Genaric Mp4 Player Driver on this page. Networks correspond to three time points: t1 = before planting (dry season); t2 = during the early growth of plants (onset of the rainy season); and t3 = before harvest (end of the rainy season). Charts at left show the original networks with nodes colored by taxa while charts at right show the condensed networks where each circle represent a module with their size being equivalent to the size of the module (nr. Of nodes), and the taxa share displayed as a pie chart. Line thickness indicates amount of “flow” (edges) between modules. Network inference was done considering diversity at family level. Figures, and Supplementary Figure S3 show that taxa re-allocation in modules occurred extensively between time-points t1 and t2 and moderately between t2 and t3, especially for three phyla: Actinobacteria, Chloroflexi and Proteobacteria.

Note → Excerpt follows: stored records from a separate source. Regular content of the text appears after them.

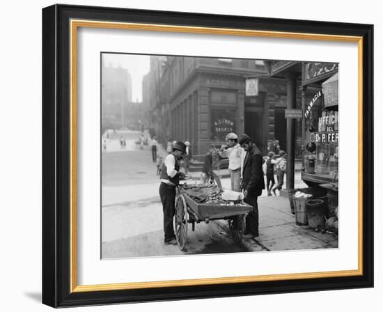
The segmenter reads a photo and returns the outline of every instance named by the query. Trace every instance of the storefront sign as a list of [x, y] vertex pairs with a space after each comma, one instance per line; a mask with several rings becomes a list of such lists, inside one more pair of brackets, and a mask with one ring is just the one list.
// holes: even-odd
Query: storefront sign
[[213, 86], [223, 86], [228, 88], [244, 88], [244, 82], [235, 80], [224, 80], [224, 79], [206, 79], [206, 84]]
[[306, 109], [306, 112], [304, 113], [304, 116], [307, 118], [308, 116], [308, 114], [310, 114], [310, 111], [311, 111], [311, 109], [313, 108], [313, 105], [315, 104], [316, 100], [322, 96], [322, 93], [320, 91], [318, 91], [311, 100], [310, 101], [310, 103], [308, 103], [308, 105], [307, 106], [307, 109]]
[[325, 113], [318, 120], [318, 127], [320, 132], [331, 132], [338, 130], [338, 124], [339, 123], [339, 115], [338, 112]]
[[301, 109], [285, 109], [286, 118], [299, 119], [302, 118], [302, 111]]
[[310, 134], [310, 141], [315, 143], [338, 143], [338, 132], [331, 132], [327, 133], [315, 133]]
[[228, 133], [236, 132], [235, 110], [212, 109], [210, 116], [212, 141], [224, 141]]
[[310, 80], [320, 79], [321, 76], [335, 72], [338, 70], [336, 63], [306, 63], [304, 65], [304, 73], [302, 84], [306, 84]]
[[338, 74], [322, 84], [325, 107], [338, 105]]
[[226, 118], [219, 119], [214, 122], [216, 133], [218, 132], [233, 132], [234, 121]]
[[258, 95], [258, 79], [257, 78], [246, 79], [246, 96]]

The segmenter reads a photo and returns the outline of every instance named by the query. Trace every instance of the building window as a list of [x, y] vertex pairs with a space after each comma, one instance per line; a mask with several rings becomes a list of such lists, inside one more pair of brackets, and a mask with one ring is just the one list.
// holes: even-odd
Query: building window
[[231, 58], [218, 58], [218, 63], [221, 65], [231, 65], [233, 60]]
[[254, 63], [256, 63], [256, 69], [265, 70], [265, 61], [262, 60], [255, 60]]
[[241, 60], [241, 67], [243, 67], [244, 68], [247, 68], [249, 67], [249, 61]]

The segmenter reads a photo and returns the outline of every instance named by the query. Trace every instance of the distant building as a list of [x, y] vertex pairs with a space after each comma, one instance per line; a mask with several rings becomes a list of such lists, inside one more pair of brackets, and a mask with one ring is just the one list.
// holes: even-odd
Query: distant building
[[132, 102], [132, 78], [127, 69], [102, 63], [101, 73], [102, 131], [126, 126], [124, 107]]
[[[151, 86], [150, 115], [163, 141], [187, 140], [194, 155], [204, 154], [234, 132], [249, 134], [264, 153], [274, 139], [284, 147], [287, 84], [270, 76], [269, 62], [168, 56], [153, 63], [159, 85]], [[256, 80], [253, 96], [245, 94], [248, 77]]]

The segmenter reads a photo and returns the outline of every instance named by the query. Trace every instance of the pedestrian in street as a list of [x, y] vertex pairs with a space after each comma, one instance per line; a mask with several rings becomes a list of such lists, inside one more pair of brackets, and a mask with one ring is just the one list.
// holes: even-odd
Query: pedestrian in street
[[272, 189], [275, 184], [274, 178], [274, 168], [276, 161], [274, 159], [274, 153], [269, 152], [267, 160], [266, 160], [266, 188], [267, 196], [272, 196]]
[[192, 159], [192, 148], [188, 141], [185, 142], [185, 145], [186, 146], [186, 154], [184, 156], [185, 173], [187, 174], [190, 167], [190, 159]]
[[124, 148], [124, 138], [123, 136], [120, 136], [120, 148], [123, 149]]
[[278, 189], [281, 191], [282, 189], [282, 186], [283, 185], [283, 179], [285, 176], [285, 172], [287, 171], [287, 160], [286, 160], [286, 153], [284, 150], [279, 151], [279, 158], [276, 159], [276, 163], [275, 164], [275, 171], [276, 174], [276, 186], [272, 189], [272, 192], [274, 195], [276, 195], [275, 191]]
[[165, 158], [162, 165], [159, 178], [159, 197], [162, 203], [164, 212], [164, 232], [165, 244], [176, 244], [173, 219], [175, 213], [175, 188], [180, 184], [180, 180], [185, 178], [180, 171], [179, 161], [186, 153], [186, 146], [184, 143], [176, 141], [173, 145], [173, 152]]
[[203, 163], [203, 167], [202, 168], [202, 172], [204, 174], [203, 183], [215, 181], [219, 189], [221, 190], [222, 185], [221, 184], [219, 177], [214, 172], [213, 158], [216, 155], [217, 148], [212, 144], [209, 152], [208, 152], [205, 156], [205, 162]]
[[157, 157], [157, 176], [161, 176], [164, 158], [161, 156]]
[[228, 158], [228, 171], [231, 180], [231, 189], [241, 191], [241, 169], [244, 157], [244, 150], [238, 144], [238, 136], [229, 133], [226, 138], [226, 145], [221, 146], [219, 155]]
[[244, 201], [253, 207], [246, 217], [244, 234], [251, 234], [254, 237], [259, 235], [259, 217], [258, 210], [258, 196], [262, 194], [265, 189], [265, 180], [262, 170], [263, 156], [260, 150], [246, 134], [241, 134], [238, 139], [241, 147], [247, 152], [244, 160], [243, 180], [242, 189], [244, 192]]
[[158, 142], [155, 136], [153, 137], [150, 145], [152, 146], [152, 159], [153, 162], [155, 162], [157, 161], [157, 148], [158, 146]]

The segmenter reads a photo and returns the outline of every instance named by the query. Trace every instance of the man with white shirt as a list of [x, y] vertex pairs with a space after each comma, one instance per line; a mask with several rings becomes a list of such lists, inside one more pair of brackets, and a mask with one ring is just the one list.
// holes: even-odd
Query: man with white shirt
[[186, 153], [186, 146], [182, 142], [176, 141], [173, 144], [173, 152], [166, 156], [159, 178], [159, 197], [162, 203], [164, 212], [164, 232], [165, 244], [176, 244], [174, 235], [173, 218], [175, 213], [175, 188], [180, 184], [180, 180], [185, 178], [180, 171], [180, 160]]
[[241, 192], [241, 170], [244, 152], [238, 144], [238, 136], [235, 133], [229, 133], [226, 141], [227, 145], [221, 146], [219, 155], [223, 158], [228, 158], [231, 189]]

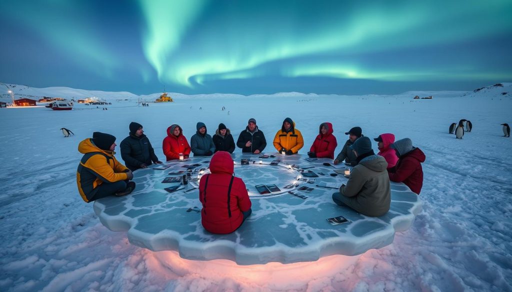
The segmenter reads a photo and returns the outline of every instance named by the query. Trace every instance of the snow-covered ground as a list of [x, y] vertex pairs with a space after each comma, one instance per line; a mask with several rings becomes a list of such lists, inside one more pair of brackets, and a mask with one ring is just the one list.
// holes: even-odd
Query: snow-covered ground
[[[139, 97], [116, 93], [108, 110], [81, 104], [63, 111], [1, 108], [0, 290], [512, 291], [512, 139], [502, 137], [500, 125], [512, 124], [512, 99], [510, 83], [503, 84], [476, 93], [396, 96], [172, 95], [175, 102], [147, 107], [132, 101]], [[33, 96], [59, 95], [26, 88]], [[29, 91], [36, 89], [44, 94]], [[78, 96], [76, 89], [66, 90]], [[92, 93], [83, 97], [114, 96]], [[416, 94], [434, 99], [413, 100]], [[158, 94], [147, 96], [154, 95]], [[115, 100], [123, 97], [130, 100]], [[2, 99], [9, 101], [7, 95]], [[180, 124], [189, 139], [198, 121], [210, 133], [222, 122], [236, 139], [254, 117], [270, 142], [286, 117], [305, 137], [301, 153], [308, 150], [325, 121], [333, 123], [340, 144], [336, 152], [347, 138], [344, 132], [354, 126], [371, 138], [384, 132], [410, 138], [427, 156], [423, 210], [412, 227], [348, 268], [336, 269], [332, 260], [303, 263], [303, 273], [290, 273], [277, 285], [248, 275], [283, 273], [286, 265], [222, 263], [225, 268], [213, 273], [204, 268], [208, 262], [132, 245], [125, 232], [103, 227], [92, 204], [83, 202], [77, 191], [81, 157], [77, 147], [94, 131], [112, 133], [119, 143], [127, 135], [130, 122], [139, 122], [163, 159], [161, 142], [171, 124]], [[473, 129], [458, 140], [448, 127], [461, 119], [471, 120]], [[76, 135], [65, 138], [63, 127]], [[267, 147], [272, 150], [271, 144]]]

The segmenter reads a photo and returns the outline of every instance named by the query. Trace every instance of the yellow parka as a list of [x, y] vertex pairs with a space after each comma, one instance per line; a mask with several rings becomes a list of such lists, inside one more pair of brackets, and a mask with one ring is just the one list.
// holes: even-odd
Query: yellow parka
[[83, 153], [76, 171], [76, 185], [83, 200], [89, 203], [96, 194], [96, 187], [105, 183], [125, 181], [128, 168], [117, 161], [115, 152], [98, 148], [87, 138], [78, 144], [78, 151]]
[[[291, 127], [288, 132], [285, 130], [285, 122], [291, 122], [290, 123], [292, 125]], [[278, 151], [282, 148], [285, 148], [286, 151], [291, 150], [295, 154], [304, 146], [304, 139], [302, 138], [302, 134], [301, 133], [301, 131], [295, 128], [295, 122], [289, 118], [287, 118], [283, 122], [283, 125], [281, 129], [275, 133], [274, 147]]]

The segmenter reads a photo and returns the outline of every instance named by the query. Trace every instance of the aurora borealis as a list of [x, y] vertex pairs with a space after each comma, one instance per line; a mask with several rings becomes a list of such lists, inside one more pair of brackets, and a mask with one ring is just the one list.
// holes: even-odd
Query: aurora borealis
[[512, 1], [0, 0], [0, 82], [138, 94], [512, 81]]

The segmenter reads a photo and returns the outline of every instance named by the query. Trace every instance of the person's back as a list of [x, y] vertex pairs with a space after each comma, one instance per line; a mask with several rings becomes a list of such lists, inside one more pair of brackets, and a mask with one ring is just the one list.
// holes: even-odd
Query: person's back
[[201, 222], [212, 233], [230, 233], [240, 227], [244, 215], [250, 214], [251, 201], [245, 184], [233, 176], [233, 160], [229, 153], [216, 153], [209, 168], [211, 173], [204, 175], [199, 182]]
[[389, 179], [392, 182], [403, 183], [419, 195], [423, 187], [421, 163], [425, 162], [425, 153], [420, 149], [413, 147], [409, 138], [398, 140], [391, 147], [396, 150], [398, 162], [394, 167], [388, 170]]
[[[382, 216], [389, 211], [391, 204], [388, 163], [373, 153], [367, 137], [357, 139], [351, 148], [356, 151], [358, 163], [352, 169], [347, 185], [342, 186], [339, 193], [333, 195], [333, 199], [367, 216]], [[362, 152], [360, 155], [357, 149]]]
[[388, 169], [395, 166], [396, 162], [398, 161], [398, 158], [395, 153], [395, 150], [390, 147], [395, 142], [395, 135], [386, 133], [379, 135], [379, 137], [373, 140], [378, 143], [379, 152], [377, 155], [380, 155], [384, 158], [388, 163]]

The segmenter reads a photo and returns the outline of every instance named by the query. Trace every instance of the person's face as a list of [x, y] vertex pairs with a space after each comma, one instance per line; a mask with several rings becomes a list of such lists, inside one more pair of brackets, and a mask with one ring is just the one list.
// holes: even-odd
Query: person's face
[[180, 128], [178, 127], [175, 128], [174, 130], [173, 131], [173, 133], [174, 134], [174, 136], [177, 137], [180, 136]]
[[141, 135], [144, 133], [144, 130], [142, 128], [139, 129], [135, 132], [135, 136], [140, 137]]
[[325, 135], [327, 133], [327, 128], [325, 127], [322, 127], [322, 133], [323, 135]]
[[291, 125], [288, 122], [285, 122], [284, 125], [285, 129], [286, 130], [289, 130], [290, 128], [291, 127]]

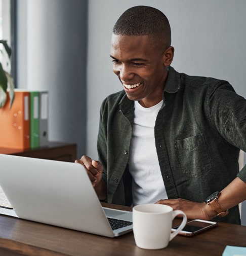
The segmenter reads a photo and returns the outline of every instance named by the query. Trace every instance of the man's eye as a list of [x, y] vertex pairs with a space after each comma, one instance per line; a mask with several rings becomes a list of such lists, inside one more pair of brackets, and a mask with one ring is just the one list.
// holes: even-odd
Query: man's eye
[[142, 63], [139, 63], [139, 62], [133, 62], [133, 65], [134, 65], [134, 66], [141, 66], [141, 65], [143, 65], [144, 64]]
[[118, 60], [117, 60], [116, 59], [112, 60], [112, 62], [113, 62], [113, 64], [119, 64], [120, 63], [120, 61], [119, 61]]

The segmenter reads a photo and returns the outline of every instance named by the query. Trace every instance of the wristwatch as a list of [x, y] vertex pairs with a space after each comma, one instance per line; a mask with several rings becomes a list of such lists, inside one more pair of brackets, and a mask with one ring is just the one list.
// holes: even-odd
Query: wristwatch
[[216, 191], [211, 195], [206, 201], [206, 203], [210, 205], [217, 216], [224, 217], [228, 214], [228, 210], [223, 209], [218, 202], [218, 198], [220, 196], [220, 192]]

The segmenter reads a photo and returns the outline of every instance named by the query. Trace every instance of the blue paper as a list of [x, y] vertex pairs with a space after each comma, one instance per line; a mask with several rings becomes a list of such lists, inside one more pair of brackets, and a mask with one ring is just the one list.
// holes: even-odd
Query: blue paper
[[227, 245], [222, 256], [246, 256], [246, 247]]

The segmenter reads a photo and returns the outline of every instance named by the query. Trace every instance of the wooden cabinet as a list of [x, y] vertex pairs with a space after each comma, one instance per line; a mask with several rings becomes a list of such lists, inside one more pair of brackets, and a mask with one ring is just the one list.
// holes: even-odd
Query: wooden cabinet
[[49, 142], [47, 146], [25, 150], [0, 148], [0, 154], [74, 162], [77, 159], [77, 145], [75, 143]]

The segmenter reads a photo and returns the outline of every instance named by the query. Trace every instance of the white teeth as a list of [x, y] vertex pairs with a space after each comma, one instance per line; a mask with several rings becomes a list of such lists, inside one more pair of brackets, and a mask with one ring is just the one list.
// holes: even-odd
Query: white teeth
[[139, 86], [141, 84], [141, 83], [138, 83], [137, 84], [135, 84], [134, 85], [125, 85], [125, 84], [123, 84], [124, 86], [127, 88], [127, 89], [133, 89], [133, 88], [136, 88], [136, 87]]

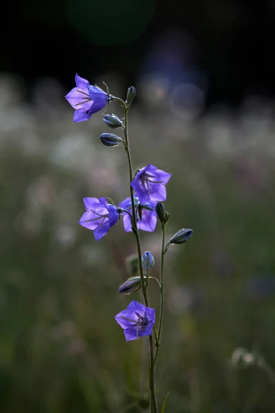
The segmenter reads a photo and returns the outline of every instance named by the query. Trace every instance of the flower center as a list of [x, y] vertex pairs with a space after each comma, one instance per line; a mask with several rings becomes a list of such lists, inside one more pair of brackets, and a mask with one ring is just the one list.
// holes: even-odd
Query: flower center
[[102, 222], [100, 222], [100, 227], [101, 227], [103, 225], [105, 219], [109, 218], [109, 212], [107, 212], [107, 213], [103, 215], [103, 214], [98, 213], [95, 211], [93, 211], [93, 209], [91, 209], [91, 211], [93, 212], [94, 214], [98, 215], [98, 217], [97, 217], [96, 218], [93, 218], [93, 220], [87, 220], [85, 221], [85, 222], [91, 222], [92, 221], [96, 221], [97, 220], [101, 220], [103, 218]]
[[142, 187], [144, 188], [144, 189], [146, 189], [146, 187], [147, 187], [147, 191], [148, 191], [148, 193], [149, 195], [150, 195], [149, 182], [151, 182], [152, 184], [162, 184], [164, 182], [164, 181], [155, 181], [155, 180], [152, 180], [152, 179], [150, 179], [150, 178], [153, 179], [155, 178], [155, 177], [153, 175], [151, 175], [151, 173], [148, 173], [146, 171], [142, 173], [140, 176], [140, 180]]
[[123, 317], [123, 315], [121, 316], [121, 318], [123, 318], [125, 320], [128, 320], [129, 321], [132, 321], [133, 323], [133, 327], [136, 328], [137, 339], [138, 339], [138, 330], [141, 330], [142, 331], [144, 331], [146, 329], [147, 326], [148, 324], [148, 320], [146, 313], [144, 313], [144, 315], [142, 315], [137, 311], [135, 311], [135, 313], [138, 316], [138, 320], [133, 320], [131, 319], [127, 318], [126, 317]]
[[85, 93], [82, 90], [79, 90], [78, 89], [77, 89], [76, 92], [78, 92], [78, 93], [82, 93], [82, 94], [83, 94], [84, 96], [82, 98], [83, 101], [80, 102], [79, 103], [76, 103], [75, 106], [79, 106], [79, 105], [82, 105], [83, 103], [87, 103], [87, 102], [90, 102], [91, 100], [89, 94]]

The proportional representation of taxa in modules was non-random ( t1: χ 2 = 263, d.f. Focused alluvial diagram of three times. Each column represents a time ( t1 = before planting (dry season); t2 = during the early growth of plants (onset of the rainy season); t3 = before harvest (end of the rainy season)) and the blocks at each time the network modules. The flow lines among times represent the module re-assignation of groups of OTUs (nodes). Colors correspond to taxa as indicated in the list, but only the two largest modules (at t2) were colored to avoid saturation of the figure.
The top graph is highlighting one dominant module and the bottom graph is showing another dominant module.